Vielleicht sogar unfreiwilliges, aber nichtsdestotrotz hochwirkungsvolles theatro mundi für die Massenmediengeneration? Und eine fantasievolle Meditation über Licht- und Schattenseite des Berühmtseins, also dem Götzen unserer Zeit?

RTL delektiert sich längst an der überraschend zugeschobenen Intellektuellenpose. Eine landesweit geschaltete Werbekampagne für eine vergangene  Sendestaffel des Dschungelcamps zeigte einst allerhand ehemalige Teilnehmer der Sendung, die noch einmal Zoten von sich gaben, längst zur allgemeinen Belustigung als Bonmots von den Moderatoren zitiert. Passend dazu der Slogan: „Deutschland – Ein Land von Dichtern und Campern“. Vor einiger Zeit hatte es die Sendung sogar in die Grimme-Preis-Nominierungsliste geschafft.

Hat sich RTL dieses Image mit den gewitzten Moderatorenkommentaren – einer geschickten Variation und Repetition von Sprachhülsen, die ihrerseits auch wieder nur die chronische Logorrhoe des Fernsehens reflektieren – verdient oder ist es tatsächlich so, dass sich nach zwei Wochen unterhaltsamen Ekelk(r)ampfs Wahrheiten über Individuum und Gesellschaft heraus schälen, wie sie eben in keiner Talkshow und schon gar nicht mehr in irgendwelchen anderen verquasten Informationsformaten in der Glotze gewonnen werden können?

Passt es da nicht, dass diese Show (Reis und Spiele!) im Urwald ausgetragen wird, dort wo, wie wir wissen, das unkontrollierbare Unbewusste der Menschen lauert, anscheinend aber auch die von Menschenhand betriebene Wunschmaschine Fernsehen wartet? Wäre Klaus Kinski nicht ein sicherer Kandidat, wenn er noch leben würde?

Noch viel grausamer als der Schock, dass diese Sendung möglicherweise eines Tages einen wichtigen Preis bekommen könnte, wäre es wohl, einer anderen Tatsache ins Auge zu blicken, die sich nach mehrmaliger vergnügter Sichtung des Dschungelcamps ergibt:

Dieses Format ist deshalb so erfolgreich bei Jung und Alt, Dick und Dünn, Klug und Blöd, weil es einer dionysischen Feier der Populärkultur gleichkommt, die ihren großen Sieg über die einstmals deutungsstärkere bürgerliche Kultur zelebriert.

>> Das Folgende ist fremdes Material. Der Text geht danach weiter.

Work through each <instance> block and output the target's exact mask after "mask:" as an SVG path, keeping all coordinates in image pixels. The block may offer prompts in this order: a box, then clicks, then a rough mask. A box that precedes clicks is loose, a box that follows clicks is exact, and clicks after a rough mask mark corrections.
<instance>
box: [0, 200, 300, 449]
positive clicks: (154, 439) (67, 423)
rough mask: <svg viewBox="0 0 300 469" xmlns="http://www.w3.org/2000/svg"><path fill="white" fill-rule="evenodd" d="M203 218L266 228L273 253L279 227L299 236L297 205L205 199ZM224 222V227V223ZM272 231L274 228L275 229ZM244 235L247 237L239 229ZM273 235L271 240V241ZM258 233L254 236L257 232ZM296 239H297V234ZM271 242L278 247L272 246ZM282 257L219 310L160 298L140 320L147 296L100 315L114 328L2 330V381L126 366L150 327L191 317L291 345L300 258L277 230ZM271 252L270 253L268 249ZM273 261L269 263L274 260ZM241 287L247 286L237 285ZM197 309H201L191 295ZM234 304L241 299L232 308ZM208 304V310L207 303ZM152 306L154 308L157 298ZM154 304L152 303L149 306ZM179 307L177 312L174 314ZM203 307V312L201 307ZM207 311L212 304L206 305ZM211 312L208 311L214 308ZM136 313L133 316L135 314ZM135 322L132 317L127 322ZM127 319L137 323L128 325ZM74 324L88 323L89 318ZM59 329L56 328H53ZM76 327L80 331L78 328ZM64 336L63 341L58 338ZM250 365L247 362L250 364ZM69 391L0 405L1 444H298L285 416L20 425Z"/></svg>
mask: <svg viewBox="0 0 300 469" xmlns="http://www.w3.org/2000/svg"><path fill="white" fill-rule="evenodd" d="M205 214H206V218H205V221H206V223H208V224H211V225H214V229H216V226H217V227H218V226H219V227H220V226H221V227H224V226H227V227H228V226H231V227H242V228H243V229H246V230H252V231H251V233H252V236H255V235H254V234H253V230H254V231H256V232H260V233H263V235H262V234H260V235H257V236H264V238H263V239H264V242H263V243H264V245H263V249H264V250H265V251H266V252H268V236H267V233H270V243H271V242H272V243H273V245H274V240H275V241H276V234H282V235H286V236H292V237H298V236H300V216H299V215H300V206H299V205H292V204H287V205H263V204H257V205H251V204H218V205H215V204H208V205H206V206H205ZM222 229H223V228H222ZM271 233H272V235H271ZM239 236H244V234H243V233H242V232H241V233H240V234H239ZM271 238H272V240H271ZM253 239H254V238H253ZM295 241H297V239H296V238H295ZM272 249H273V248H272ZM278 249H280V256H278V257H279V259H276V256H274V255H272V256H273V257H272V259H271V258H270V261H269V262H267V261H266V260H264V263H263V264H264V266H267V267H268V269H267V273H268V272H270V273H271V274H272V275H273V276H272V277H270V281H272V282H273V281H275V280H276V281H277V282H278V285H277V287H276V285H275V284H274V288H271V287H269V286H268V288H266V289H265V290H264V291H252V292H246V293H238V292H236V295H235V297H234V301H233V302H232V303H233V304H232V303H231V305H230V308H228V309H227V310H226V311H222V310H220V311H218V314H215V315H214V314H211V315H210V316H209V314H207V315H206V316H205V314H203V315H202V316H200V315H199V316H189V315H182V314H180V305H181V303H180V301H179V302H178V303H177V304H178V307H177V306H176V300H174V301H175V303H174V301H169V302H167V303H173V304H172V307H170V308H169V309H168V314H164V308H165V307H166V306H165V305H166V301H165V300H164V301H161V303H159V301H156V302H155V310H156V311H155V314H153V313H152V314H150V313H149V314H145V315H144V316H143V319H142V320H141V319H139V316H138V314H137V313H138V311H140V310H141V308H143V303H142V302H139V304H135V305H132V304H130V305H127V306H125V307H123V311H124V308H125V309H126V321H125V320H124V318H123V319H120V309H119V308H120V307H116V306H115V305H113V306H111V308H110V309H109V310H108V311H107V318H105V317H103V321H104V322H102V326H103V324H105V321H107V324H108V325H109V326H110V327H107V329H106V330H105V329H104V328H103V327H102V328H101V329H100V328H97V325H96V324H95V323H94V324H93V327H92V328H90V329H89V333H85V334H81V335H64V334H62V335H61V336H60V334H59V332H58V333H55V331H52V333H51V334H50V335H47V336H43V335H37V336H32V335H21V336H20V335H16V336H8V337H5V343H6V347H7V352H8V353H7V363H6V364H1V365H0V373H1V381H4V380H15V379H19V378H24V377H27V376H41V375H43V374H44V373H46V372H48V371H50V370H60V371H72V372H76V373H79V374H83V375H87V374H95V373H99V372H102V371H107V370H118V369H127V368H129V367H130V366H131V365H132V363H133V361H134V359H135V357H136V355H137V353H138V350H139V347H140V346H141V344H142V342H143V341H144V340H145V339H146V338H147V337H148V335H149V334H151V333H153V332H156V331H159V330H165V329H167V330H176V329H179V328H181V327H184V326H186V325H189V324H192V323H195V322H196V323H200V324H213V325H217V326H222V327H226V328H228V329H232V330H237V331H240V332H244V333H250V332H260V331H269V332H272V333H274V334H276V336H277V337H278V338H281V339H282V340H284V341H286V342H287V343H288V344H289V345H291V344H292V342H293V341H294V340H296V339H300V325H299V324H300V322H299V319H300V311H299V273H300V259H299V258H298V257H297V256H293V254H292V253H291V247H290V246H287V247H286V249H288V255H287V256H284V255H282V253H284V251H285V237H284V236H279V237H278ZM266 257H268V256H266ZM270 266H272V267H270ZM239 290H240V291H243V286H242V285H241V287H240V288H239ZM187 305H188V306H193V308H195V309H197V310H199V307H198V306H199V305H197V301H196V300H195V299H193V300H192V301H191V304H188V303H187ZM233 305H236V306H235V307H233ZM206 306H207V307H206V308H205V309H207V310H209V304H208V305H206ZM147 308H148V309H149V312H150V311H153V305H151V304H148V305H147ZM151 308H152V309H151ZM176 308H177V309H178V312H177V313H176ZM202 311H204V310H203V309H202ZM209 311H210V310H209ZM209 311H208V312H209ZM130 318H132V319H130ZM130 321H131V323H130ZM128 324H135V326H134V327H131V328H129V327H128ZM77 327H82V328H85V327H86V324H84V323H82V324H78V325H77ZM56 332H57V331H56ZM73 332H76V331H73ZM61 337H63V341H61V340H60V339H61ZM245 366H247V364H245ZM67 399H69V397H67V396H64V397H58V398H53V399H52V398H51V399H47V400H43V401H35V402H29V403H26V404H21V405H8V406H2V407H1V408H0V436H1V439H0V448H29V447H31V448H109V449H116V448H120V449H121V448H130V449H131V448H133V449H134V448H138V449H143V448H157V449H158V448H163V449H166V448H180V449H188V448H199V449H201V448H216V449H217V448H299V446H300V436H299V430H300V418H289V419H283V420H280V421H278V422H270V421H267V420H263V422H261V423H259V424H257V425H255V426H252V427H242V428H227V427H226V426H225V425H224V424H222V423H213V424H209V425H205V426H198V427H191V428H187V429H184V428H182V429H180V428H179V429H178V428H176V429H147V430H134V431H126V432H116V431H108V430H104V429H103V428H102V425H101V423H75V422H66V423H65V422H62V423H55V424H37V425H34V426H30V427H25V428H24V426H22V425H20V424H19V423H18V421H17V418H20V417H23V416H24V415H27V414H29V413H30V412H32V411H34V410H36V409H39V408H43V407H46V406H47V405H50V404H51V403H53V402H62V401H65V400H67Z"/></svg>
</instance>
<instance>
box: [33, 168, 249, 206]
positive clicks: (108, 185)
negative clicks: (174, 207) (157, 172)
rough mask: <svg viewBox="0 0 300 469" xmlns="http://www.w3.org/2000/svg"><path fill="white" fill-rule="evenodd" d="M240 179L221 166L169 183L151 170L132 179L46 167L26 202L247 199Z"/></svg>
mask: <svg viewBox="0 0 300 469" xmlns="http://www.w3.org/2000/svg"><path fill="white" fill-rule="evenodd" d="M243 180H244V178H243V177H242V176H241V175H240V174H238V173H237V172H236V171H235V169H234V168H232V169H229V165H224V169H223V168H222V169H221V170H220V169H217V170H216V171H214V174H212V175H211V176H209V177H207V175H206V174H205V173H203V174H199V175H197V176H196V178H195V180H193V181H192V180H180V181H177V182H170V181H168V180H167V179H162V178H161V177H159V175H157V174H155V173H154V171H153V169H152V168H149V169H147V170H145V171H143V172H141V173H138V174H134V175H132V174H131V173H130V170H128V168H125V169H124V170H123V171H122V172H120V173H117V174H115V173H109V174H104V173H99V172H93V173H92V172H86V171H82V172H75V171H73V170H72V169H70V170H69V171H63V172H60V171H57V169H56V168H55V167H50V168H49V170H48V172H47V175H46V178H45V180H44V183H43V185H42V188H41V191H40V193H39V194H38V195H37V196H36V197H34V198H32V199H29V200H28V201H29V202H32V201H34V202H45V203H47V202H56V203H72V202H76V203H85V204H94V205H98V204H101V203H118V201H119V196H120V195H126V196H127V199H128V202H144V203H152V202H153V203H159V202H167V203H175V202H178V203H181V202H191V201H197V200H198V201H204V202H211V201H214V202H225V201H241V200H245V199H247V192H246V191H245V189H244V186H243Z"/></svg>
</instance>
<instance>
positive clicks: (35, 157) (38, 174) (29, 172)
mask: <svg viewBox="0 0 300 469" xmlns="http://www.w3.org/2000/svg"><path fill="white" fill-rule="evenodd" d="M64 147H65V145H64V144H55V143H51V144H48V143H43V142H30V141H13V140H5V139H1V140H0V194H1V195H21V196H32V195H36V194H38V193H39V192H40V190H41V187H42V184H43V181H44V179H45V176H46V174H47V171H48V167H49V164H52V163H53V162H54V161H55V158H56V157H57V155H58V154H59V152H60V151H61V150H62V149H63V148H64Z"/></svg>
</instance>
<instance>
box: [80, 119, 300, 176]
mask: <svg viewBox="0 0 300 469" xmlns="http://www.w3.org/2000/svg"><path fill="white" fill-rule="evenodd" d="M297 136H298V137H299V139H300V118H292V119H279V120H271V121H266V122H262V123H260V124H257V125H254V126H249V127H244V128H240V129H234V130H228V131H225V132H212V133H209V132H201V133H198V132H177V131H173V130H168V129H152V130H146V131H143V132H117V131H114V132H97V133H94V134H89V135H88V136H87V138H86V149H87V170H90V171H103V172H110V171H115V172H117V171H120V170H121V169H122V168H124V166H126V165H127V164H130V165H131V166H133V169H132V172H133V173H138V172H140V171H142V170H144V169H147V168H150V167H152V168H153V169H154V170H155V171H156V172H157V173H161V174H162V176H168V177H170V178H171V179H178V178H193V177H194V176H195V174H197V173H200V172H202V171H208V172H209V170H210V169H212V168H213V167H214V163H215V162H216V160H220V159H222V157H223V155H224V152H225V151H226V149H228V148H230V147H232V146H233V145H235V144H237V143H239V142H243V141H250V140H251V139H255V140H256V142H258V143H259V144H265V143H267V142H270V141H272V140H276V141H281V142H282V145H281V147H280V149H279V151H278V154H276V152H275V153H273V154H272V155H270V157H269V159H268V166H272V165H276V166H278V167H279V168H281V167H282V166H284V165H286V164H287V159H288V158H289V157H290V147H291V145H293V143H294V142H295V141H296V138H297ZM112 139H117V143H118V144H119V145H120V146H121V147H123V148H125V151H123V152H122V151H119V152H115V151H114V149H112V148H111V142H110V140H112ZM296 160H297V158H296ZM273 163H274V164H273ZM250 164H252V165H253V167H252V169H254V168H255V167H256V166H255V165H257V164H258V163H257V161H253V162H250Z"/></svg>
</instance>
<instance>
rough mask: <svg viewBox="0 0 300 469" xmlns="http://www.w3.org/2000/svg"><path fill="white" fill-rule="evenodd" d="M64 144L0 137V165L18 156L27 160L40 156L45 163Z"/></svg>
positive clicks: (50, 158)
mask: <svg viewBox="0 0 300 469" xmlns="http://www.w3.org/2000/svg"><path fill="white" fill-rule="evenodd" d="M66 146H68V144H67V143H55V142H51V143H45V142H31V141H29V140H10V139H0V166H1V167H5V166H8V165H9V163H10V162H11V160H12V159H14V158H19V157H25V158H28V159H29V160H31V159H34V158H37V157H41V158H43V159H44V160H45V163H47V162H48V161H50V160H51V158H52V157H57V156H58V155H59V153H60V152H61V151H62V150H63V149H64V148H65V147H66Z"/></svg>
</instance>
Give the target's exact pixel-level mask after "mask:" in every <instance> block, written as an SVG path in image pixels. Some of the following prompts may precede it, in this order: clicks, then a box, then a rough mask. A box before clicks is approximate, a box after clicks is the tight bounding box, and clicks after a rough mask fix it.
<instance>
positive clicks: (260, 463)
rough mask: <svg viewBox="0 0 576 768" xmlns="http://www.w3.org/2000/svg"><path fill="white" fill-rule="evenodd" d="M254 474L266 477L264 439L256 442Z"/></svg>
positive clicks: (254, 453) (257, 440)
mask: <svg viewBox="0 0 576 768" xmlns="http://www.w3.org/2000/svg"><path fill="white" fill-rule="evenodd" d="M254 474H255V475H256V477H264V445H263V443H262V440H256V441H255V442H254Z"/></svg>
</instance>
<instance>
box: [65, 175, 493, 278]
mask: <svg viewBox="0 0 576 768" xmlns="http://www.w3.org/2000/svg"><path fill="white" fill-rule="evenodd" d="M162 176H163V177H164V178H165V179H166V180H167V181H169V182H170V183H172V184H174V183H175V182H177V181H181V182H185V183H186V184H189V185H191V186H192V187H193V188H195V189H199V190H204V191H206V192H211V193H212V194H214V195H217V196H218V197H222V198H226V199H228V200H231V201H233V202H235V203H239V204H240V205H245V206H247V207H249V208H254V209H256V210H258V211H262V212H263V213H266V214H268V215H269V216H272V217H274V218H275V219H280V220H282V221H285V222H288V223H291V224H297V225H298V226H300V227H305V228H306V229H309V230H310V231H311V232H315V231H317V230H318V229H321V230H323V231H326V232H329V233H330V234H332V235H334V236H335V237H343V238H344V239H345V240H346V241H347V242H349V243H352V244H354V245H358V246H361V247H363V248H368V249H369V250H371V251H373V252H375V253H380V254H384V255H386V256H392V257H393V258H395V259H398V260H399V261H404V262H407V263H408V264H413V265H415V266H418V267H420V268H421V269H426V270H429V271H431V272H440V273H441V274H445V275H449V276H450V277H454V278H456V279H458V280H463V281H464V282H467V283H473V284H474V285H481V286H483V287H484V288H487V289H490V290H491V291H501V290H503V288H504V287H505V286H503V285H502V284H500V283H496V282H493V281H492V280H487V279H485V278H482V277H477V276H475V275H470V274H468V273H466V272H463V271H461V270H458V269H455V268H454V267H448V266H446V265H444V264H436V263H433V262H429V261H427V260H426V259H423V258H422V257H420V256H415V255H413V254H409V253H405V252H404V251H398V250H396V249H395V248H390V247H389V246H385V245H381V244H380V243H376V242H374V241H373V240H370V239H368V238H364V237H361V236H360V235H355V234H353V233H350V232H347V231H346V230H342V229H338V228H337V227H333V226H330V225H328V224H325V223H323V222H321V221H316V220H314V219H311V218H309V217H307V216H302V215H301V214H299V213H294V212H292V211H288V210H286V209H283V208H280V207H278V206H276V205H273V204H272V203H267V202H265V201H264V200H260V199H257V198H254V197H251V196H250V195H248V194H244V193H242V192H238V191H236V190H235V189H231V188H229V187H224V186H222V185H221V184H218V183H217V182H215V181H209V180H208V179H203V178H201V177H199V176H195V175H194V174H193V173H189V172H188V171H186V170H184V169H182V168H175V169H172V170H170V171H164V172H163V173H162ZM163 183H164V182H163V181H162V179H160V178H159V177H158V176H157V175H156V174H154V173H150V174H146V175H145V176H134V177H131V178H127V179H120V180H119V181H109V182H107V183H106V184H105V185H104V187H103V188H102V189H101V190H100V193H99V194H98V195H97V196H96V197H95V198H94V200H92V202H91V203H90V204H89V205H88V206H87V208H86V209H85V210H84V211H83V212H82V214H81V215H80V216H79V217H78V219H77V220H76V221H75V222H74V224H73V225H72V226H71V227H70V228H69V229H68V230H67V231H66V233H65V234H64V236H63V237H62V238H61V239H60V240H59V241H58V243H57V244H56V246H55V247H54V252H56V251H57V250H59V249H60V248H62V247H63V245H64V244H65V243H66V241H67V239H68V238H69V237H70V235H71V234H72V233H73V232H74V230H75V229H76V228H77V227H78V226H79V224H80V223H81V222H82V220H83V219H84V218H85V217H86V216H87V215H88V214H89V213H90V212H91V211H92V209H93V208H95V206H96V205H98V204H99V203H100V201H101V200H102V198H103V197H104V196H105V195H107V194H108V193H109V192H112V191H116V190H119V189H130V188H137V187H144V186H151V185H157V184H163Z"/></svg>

Mit einem Grinsen in den Augen blickt uns der Dschungel an und verrät uns, dass in den abgekämpften Gesichtern unsicherer Prominenter, die vom allesfressenden Medienuniversum längst geschluckt und möglicherweise sogar mehrfach verdaut worden sind und die sich nun von Bohnen ernähren, sich erbrechen, wenn es nur zum fermentierten Ei  reicht, möglicherweise eine größere Wahrhaftigkeit zu finden ist als in den großspurigsten Inszenierungen auf den Bühnenbrettern dieser Welt.

Diese Oper der Scheußlichkeiten bedeutet den Menschen vielleicht nicht nur als Unterhaltungseskapade etwas, sondern sie vermuten gerade hier – ganz  unten, im Höllenschlund der kaputten Glitzerwelt – Erkenntnisse, wie sie sie aus den Werken der Kunst oder der Literatur nicht mehr erhalten.

Ja, im Urwald geht es noch moralisch zu. Jeder Fehler wird vom Kollektiv bestraft, jede Verhaltensauffälligkeit als deutliches Zeichen einer erschummelten Persona enttarnt, jede Sünde gnadenlos in der Gruppentherapie am Lagerfeuer besprochen. Was ist hier noch Inszenierung? Die Fernsehzuschauer identifizieren sich mit diesen geschundenen Gestalten – und wer weiß, vielleicht lachen sie am Ende auch noch über sich selbst, dass sie all diesen Quatsch mit großer Ernsthaftigkeit zelebrieren.

Wäre das nicht der Gipfelpunkt der Unterhaltungskunst?